Posted at 10:31 PM, Dec 02, 2012
and last updated 2012-12-03 10:10:02-05

 Alleigh Palmer is just three months old – and just three weeks away from her first Christmas.

But this fall has been rough for the Palmer family.

“Crazy,” Lexy Palmer says. “Overwhelming. Depressing.”

“So tough,” Chris Palmer says. “Especially since they don’t deserve it.”

“They” are the Palmers’ three children: Raileigh, 3, Christian, 23 months, and Alleigh, three months. Two weeks after Alleigh was born, Chris and Lexy had to move out of their apartment in Galesburg. Their lease said five people was too many to live in their two-bedroom unit.

For six weeks, the family was split up. Chris, Lexy, and Alleigh went to live with Lexy’s mother.

Raileigh and Christian stayed with family friends.

The separation wasn’t easy.

“I cried,” Chris says.

“A lot,” Lexy adds.

Now the family is living in a once-abandoned trailer in Galesburg. It’s taken a lot of money just to make it livable.

“We had to borrow some money from some people, then pay them back,” Lexy says. “And then every last thing – penny – we had was going into paint, trim, the bathtub…the paneling to fix the wall in our bedroom.”

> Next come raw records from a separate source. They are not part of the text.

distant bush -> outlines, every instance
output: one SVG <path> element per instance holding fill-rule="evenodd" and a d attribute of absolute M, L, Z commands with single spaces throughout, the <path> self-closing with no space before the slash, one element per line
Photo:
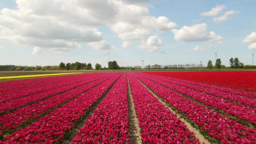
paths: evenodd
<path fill-rule="evenodd" d="M 15 71 L 20 71 L 21 70 L 21 68 L 19 67 L 18 67 L 18 68 L 17 68 L 15 69 Z"/>
<path fill-rule="evenodd" d="M 256 65 L 245 65 L 244 66 L 244 68 L 245 68 L 245 69 L 256 68 Z"/>
<path fill-rule="evenodd" d="M 34 68 L 31 67 L 27 67 L 24 69 L 24 70 L 25 71 L 32 71 L 34 70 Z"/>

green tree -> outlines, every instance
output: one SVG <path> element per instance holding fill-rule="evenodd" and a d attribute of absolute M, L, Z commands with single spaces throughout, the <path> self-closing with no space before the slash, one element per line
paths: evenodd
<path fill-rule="evenodd" d="M 215 67 L 216 68 L 220 69 L 221 68 L 221 60 L 220 58 L 218 58 L 216 59 L 216 62 L 215 62 Z"/>
<path fill-rule="evenodd" d="M 15 70 L 15 71 L 19 71 L 21 70 L 21 68 L 20 67 L 18 67 Z"/>
<path fill-rule="evenodd" d="M 86 66 L 86 70 L 91 70 L 92 69 L 92 64 L 91 64 L 91 63 L 89 63 L 89 64 L 87 64 Z"/>
<path fill-rule="evenodd" d="M 75 70 L 81 70 L 82 68 L 82 64 L 76 61 L 74 63 Z"/>
<path fill-rule="evenodd" d="M 67 64 L 66 64 L 66 70 L 69 70 L 71 66 L 71 64 L 69 62 L 67 63 Z"/>
<path fill-rule="evenodd" d="M 101 65 L 98 63 L 95 65 L 95 69 L 96 70 L 101 70 Z"/>
<path fill-rule="evenodd" d="M 208 61 L 208 63 L 207 64 L 207 68 L 208 69 L 213 68 L 213 62 L 210 60 Z"/>
<path fill-rule="evenodd" d="M 239 68 L 244 68 L 244 64 L 243 63 L 241 62 L 239 62 Z"/>
<path fill-rule="evenodd" d="M 234 59 L 233 58 L 230 58 L 229 59 L 229 64 L 230 64 L 230 66 L 231 66 L 231 68 L 234 68 Z"/>
<path fill-rule="evenodd" d="M 24 70 L 25 71 L 32 71 L 34 70 L 34 68 L 33 68 L 31 67 L 27 67 L 24 69 Z"/>
<path fill-rule="evenodd" d="M 117 62 L 116 61 L 110 61 L 108 64 L 109 65 L 109 70 L 117 70 L 119 69 L 119 65 L 118 65 Z"/>
<path fill-rule="evenodd" d="M 235 68 L 239 68 L 239 59 L 238 58 L 235 58 L 234 60 L 234 67 Z"/>
<path fill-rule="evenodd" d="M 61 62 L 60 64 L 60 70 L 64 70 L 66 68 L 66 66 L 65 65 L 65 63 Z"/>
<path fill-rule="evenodd" d="M 40 70 L 42 68 L 41 65 L 37 65 L 35 67 L 35 70 Z"/>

Lexy says it’s been tough on the kids.

“It’s stressful on them,” she says. “You can tell. That’s why I wanna give them a good Christmas.”

The Palmers are just one of thousands of families in West Michigan struggling this holiday season – and the number of families in need is growing.

“We’re a little concerned about that,” Salvation Army Major Sherrie Welch says,  “because we want to make sure we have plenty of toys to provide for the children, food to give to the families, but the need continues to increase.”

So families like the Palmers come into the Christmas season unsure of how happy the holidays will really be.

“At this rate, I’m not gonna be able to give them any kind of Christmas,” Chris says.

“I can’t buy any presents,” Lexy adds. “I don’t have any extra money.”

“We just need gifts for the kids, she says. “Clothes, stuff for them.”

“I’m not real worried about me. I’m just worried about them having a Christmas.”